Hem yetişkinler olarak bizim hem de çocukların yine çok hoşuna giden hikayelere Newton’un başına elma düşmesiyle bir anda aydınlanması ya da Arşimed’in hamamda tasın su üstünde yüzdüğünü görüp “Evreka!” diye sokaklarda çıplak bir şekilde koşturarak bağırmasını örnek verebiliriz. Yaratıcılığın bu şekilde işlemesini hepimiz öyle çok istiyoruz ki bu hikayeleri çok fazla sorgulamadan öylece kabul ederek büyüdük. Bazı insanların böyle özel bir tanrı vergisine sahip olduğunu düşünerek kendimizi avuttuk. Ama unuttuğumuz bir şey var ki, bu hikayeler doğru bile olsa, resme teleskopun sadece büyüten tarafıyla baktığımız gerçeğini atlıyoruz. Halbuki, bu durumun ağaçlara bakarak ormanı gördüğümüzü zannetmekten bir farkı yok. Bu hikayelerin anlatılmayan kısımlarında Newton’ın yıllarca gösterdiği emeği, rahatını bozarak geceler boyu çalıştığı gerçeğini unutuyoruz.
Bilim adamlarından bahsedip de Einstein’ı anmamak olmaz.
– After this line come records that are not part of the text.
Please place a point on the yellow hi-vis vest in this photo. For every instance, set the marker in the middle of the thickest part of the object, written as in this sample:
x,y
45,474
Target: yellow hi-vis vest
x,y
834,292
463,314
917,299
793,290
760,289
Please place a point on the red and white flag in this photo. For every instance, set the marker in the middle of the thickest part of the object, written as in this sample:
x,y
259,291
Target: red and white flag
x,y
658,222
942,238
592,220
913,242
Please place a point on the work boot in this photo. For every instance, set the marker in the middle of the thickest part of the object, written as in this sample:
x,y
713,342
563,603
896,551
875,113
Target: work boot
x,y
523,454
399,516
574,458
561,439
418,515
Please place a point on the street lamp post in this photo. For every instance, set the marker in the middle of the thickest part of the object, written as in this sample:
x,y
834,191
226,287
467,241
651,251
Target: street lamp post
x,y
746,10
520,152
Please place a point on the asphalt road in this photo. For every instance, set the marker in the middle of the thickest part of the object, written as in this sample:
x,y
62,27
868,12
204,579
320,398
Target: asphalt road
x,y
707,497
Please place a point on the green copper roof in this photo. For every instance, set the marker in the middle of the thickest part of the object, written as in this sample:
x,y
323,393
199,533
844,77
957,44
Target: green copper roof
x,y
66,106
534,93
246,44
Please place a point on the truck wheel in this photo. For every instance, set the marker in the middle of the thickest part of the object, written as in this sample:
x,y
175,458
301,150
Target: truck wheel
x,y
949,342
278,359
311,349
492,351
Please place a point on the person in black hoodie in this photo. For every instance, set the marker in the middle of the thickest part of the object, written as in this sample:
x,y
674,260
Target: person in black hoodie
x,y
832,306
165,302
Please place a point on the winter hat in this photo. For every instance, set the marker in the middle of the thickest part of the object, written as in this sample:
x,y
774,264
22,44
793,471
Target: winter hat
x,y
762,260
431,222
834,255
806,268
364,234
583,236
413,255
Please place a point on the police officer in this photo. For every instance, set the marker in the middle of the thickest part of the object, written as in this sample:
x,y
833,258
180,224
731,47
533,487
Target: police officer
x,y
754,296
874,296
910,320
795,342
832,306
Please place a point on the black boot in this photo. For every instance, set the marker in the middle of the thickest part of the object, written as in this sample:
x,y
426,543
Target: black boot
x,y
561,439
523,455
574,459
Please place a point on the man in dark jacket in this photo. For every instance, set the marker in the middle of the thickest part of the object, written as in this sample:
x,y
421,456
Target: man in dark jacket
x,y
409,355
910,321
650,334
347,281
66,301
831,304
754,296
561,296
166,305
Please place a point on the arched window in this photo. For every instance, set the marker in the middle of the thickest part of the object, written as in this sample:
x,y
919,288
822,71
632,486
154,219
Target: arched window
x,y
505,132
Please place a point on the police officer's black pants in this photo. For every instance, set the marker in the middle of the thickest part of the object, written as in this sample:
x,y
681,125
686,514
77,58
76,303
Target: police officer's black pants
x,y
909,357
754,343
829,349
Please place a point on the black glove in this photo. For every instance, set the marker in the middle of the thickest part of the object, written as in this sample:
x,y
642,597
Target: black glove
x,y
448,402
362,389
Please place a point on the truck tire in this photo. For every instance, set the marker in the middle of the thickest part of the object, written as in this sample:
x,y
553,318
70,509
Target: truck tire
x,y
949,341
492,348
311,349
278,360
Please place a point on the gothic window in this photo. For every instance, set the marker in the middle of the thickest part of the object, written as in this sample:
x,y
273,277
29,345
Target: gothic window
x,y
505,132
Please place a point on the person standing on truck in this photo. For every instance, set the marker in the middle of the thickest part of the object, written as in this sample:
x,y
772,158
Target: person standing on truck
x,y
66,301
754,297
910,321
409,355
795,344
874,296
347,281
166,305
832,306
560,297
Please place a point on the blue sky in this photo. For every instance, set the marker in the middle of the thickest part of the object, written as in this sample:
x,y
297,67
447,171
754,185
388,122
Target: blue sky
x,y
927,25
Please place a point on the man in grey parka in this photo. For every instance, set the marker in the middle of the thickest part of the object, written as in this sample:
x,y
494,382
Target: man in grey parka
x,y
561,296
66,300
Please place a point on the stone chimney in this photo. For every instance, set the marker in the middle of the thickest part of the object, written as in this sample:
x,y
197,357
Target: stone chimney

Einstein’la ilgili anlatılan hikayelerde de hep onun ne kadar zeki ve yaratıcı olduğunu anlatıp durduk. Halbuki, Einstein’ın izafiyet teorisine kadar defalarca başarısız teorilerle uğraştığını ise pek bilmeyiz. İzafiyet teorisi üzerinde gösterdiği çabadansa onun dehasını överiz. Onun gibi olamayacağımızı düşünüp sıradanlığı ve vasatlığı kabulleniriz. Keşke bizim de kafamızda bir şimşek çaksa da biz de bir şeyler üretebilsek, değil mi? Ama biz o kadar zeki değiliz. Tarihteki karakterleri mitsel varlıklar olarak değerlendirdiğimiz sürece onlardan pek ders çıkaramayacağız gibi görünüyor. Halbuki tarihteki önemli kişiliklerin ortaya çıkardığı ürünlerin arkaplanında büyük bir irade ve tutkunun var olduğunu hatırlamak gerekiyor.
Yaratıcılık toplumsal olarak en çok değer verdiğimiz insani becerilerden biri. Fakat yaratıcılığın arkaplanındaki rahatsızlık halini de fark etmemiz gerekiyor. Konfor alanında kalarak yaratıcı olunamayacağını ve kafanın üzerinde yanan ampülün bir mit olduğunu görmemiz gerekiyor.